私が強く影響を受けた哲学書にニーチェの『ツァラトゥストラはこう言った』がある。
これは大学の図書館で借りて読んだと思う。
岩波文庫で上下二巻だったと思う。
手元にないので、思い出しながら書きたい。
この本と言うか、ニーチェの哲学を紹介したい。なぜなら、私にとって『ツァラトゥストラ』の内容は遠い昔の記憶になるので、ニーチェの哲学を紹介することが、彼のこの主著を紹介することになると思う。
ニーチェが哲学史的に画期的だったのは、それまで、ソクラテス以来、「良く生きること」を考えるのが哲学のひとつの目的であった。しかし、ニーチェは違った。「強く生きること」を主張した。
『ツァラトゥストラ』の最初のほうで、こんな場面がある。
ツァラトゥストラは綱渡りをしている。前を行く者が綱から落ちそうになっている。「た、たすけてくれぇ!」
ツァラトゥストラはどうしたか?
彼は笑って、落ちそうな者を飛び越えて行った。
これがニーチェの思想で一番重要な部分だと思う。
この「笑い」の考察は、世間にある笑いを見ると、このような性質があるのではないか?
つまり、罪の重さに悩んでいる人がいる。強い者はその罪を笑って飛び越えていく。
私は高校生の頃、仏教の影響を受け、「一寸の虫にも五分の魂」を真剣に考えていて、ゴキブリを殺した自分を深く責めていたことがある。その結果、精神を病んだ。そんな私にとってニーチェは衝撃的だった。
仏教とニーチェは深く関係がある。
そもそも、ツァラトゥストラという人物名は、ペルシャの宗教ゾロアスター教の教祖ゾロアスターをドイツ語読みしたもので、実際のゾロアスターの思想は無視されているはずだ。しかし、ニーチェが東洋思想に影響を受けたことは間違いなく、彼の言う、「永劫回帰」とか「能動的ニヒリズム」は仏教というか、インド思想から得たアイディアだと思う。

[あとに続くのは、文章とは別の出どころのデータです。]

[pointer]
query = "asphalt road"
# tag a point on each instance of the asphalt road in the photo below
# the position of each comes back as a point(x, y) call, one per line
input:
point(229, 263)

「永劫回帰」はインドの輪廻の思想の影響だと思うし、ニーチェはこれを、「人間の人生は死んだらもう一度生まれたところから永遠に繰り返す、だから悔いのない人生を生きねばならない」と訳したのだ。たぶんデジャビュの経験もそのアイディアのヒントとなっただろう。
「能動的ニヒリズム」は、「人生には意味はない、よし、もう一度」と言って、すべてに価値はなく、価値は自ら創るものであり、自分で自分の人生に意味を見い出していく、というものだ。そのためには強く生きねばならない、とニーチェは言う。
また、別の本だと思うが、彼は「深淵を見つめる者は見つめ返される」という言葉を残している。
宗教などにハマって、真実を見つめていると人生においてその真実に囚われて生きづらくなる、と言うのだ。
ゴキブリを殺して悩んでいた私がまさにそうだった。
だから、ゴキブリを殺して笑って生きることこそが大事なのだとニーチェは言っている。
誰かが困っていてもその人に手を差し伸べるよりは、笑って飛び越えて生きていく強さを身につけろとニーチェは言うのだ。
世界には困っている人がたくさんいる。その人たちを放っておいて自分は幸せになっていいのか?というふうに考えた平和でおカネのある国である日本の若者は私だけではないだろう。しかし、世界には不幸な人がいるのに、私は幸せになっていいのか、というのもおかしな話だ。それでは世界中の人が幸せになるまで、ずっと私は幸せになれない。つまり死ぬまで幸せになれないのだ。大乗仏教の思想がそうだと思う。
まあ、仏教の話はあまりしないでニーチェの話にしたいが、この仏教とニーチェの間で悩んだ日本の小説家が、芥川龍之介だと思う。
彼の『羅生門』『蜘蛛の糸』などはニーチェの影響をもろに受けている。芥川はニーチェに対しては否定的だ。
このように西洋哲学を知ると、日本の近代文学を読む手助けにもなるところが面白い。
話が逸れたか。
で、ニーチェの哲学の中心概念に「超人」がある。
自分の価値観を押し通して強く生き抜いた人のことだ。
たしか、ニーチェは超人の例として、ナポレオン、ゲーテ、キリストなどを挙げている。例が三名しかないのは私の記憶不足だ。ナポレオンは皇帝になった強い人だし、ゲーテは若いときは「人生は恋だ」と言って人が羨むような青春を謳歌し、晩年は『ファウスト』にあるように「人生の目的は事業を完成させることだ」などと言っていて、その強い生き様は、西洋の文学界思想界に大きな足跡を残している。しかし、キリストは弱く、処刑された人間のように見えるが、ニーチェによると、キリスト教徒は弱い人間だがキリスト本人は自分の信念を貫いた強い人間であるらしい。
キリスト教の価値の揺らいだニーチェの時代、倫理的真実も不確実になって、ついには自分自身しか信じるものがなくなったのかもしれない。
「能動的ニヒリズム」「永劫回帰」「超人」この三語をキーワードとして、ニーチェを読み、世界を見てみたら面白いかもしれない。